Lattice-Defect-Enhanced Adsorption of Arsenic on Zirconia Nanospheres: A Combined Experimental and Theoretical Study

Zirconium oxide (ZrO2) nanoadsorbents exhibit great potential in the remediation of arsenic-polluted water. However, physicochemical structure–adsorption performance relationship is not well-understood, which retards further development of high-performance ZrO2 nanoadsorbents. Herein, a facile-controlled crystallization strategy was developed to synthesize defective ZrO2 with the assistance of organic ligands. Systematic characterizations showed that this proposed synthesis strategy can be exploited to regulate the defective density of ZrO2, whereas other structural properties remain almost unchanged.
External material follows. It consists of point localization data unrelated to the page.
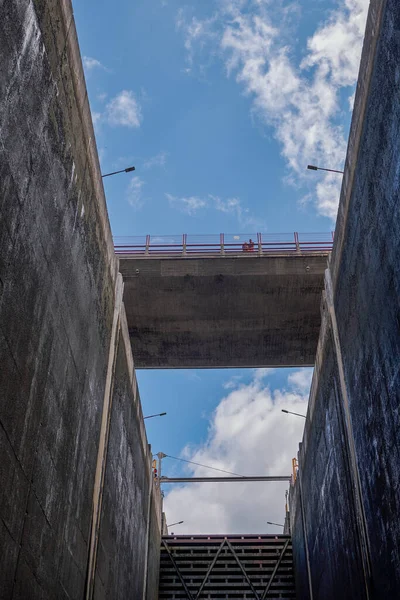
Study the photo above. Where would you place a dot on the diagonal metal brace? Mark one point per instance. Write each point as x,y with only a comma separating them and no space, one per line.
210,569
185,587
275,570
235,556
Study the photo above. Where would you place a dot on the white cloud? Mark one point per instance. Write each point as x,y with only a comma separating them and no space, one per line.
249,435
301,380
189,205
92,63
234,207
124,110
300,102
134,193
159,160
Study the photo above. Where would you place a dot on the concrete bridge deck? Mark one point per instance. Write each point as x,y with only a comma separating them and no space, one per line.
212,305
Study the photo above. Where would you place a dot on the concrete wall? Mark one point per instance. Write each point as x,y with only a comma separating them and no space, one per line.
57,281
349,509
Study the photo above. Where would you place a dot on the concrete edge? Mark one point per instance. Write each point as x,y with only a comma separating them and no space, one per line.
79,84
132,377
367,67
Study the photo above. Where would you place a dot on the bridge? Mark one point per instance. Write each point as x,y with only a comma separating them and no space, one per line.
228,300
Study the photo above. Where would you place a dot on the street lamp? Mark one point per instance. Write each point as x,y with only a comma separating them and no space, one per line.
127,170
158,415
314,168
289,412
177,523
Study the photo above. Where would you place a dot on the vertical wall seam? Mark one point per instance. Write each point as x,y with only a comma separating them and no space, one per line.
345,415
103,441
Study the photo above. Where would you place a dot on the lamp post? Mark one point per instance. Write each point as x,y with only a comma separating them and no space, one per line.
157,415
314,168
127,170
289,412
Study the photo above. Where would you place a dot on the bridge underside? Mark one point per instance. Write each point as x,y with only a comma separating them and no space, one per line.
210,567
223,312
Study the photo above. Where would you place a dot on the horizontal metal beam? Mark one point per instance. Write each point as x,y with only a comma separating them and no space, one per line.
224,479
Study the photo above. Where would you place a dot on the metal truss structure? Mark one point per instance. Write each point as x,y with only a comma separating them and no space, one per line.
257,567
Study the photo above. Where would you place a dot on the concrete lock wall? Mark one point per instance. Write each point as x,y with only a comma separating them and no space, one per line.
58,328
349,460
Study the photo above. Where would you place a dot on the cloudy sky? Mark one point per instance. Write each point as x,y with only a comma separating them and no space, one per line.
220,105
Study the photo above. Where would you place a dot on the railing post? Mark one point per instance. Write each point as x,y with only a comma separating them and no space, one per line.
259,242
296,240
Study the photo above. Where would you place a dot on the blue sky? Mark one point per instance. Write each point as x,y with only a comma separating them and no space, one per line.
220,105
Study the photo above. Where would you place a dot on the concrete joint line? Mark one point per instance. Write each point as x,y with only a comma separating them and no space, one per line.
146,555
344,411
303,520
103,440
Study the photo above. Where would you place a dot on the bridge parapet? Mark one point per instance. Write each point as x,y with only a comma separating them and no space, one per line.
223,244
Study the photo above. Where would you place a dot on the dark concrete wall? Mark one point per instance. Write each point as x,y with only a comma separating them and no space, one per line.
259,311
57,279
366,280
125,532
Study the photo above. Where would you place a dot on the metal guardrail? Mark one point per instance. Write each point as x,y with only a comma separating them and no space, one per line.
223,244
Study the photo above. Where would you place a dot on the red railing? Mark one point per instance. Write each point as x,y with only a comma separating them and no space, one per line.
223,244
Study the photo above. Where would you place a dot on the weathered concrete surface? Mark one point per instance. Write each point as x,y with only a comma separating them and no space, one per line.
122,566
57,276
224,312
366,280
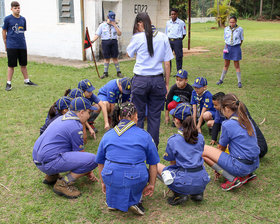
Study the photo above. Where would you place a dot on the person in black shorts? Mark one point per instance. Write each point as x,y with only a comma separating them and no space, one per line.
15,45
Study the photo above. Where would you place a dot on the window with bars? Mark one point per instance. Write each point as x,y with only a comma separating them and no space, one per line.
2,12
66,11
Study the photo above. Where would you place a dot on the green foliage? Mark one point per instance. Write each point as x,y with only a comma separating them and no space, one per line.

Batch adsorption experiments exhibited that UiO-66-SH-A with a higher lattice defect possessed a larger capacity and a faster rate for the uptake of As(III)/As(V). The maximum capacities of UiO-66-SH-A to uptake As(III) and As(V) were up to 90.7 and 98.8 mg/g, respectively, which are 12.3 and 11.5 times larger than those of UiO-66-A. These results from the structure–performance analysis and theoretical calculations further reveal that lattice defect plays a key role in the enhancement of arsenic adsorption on ZrO2. We hope this new understanding of the structure-dependent adsorption performance will provide a valuable insight for designing Zr-based nanoadsorbents to capture arsenic.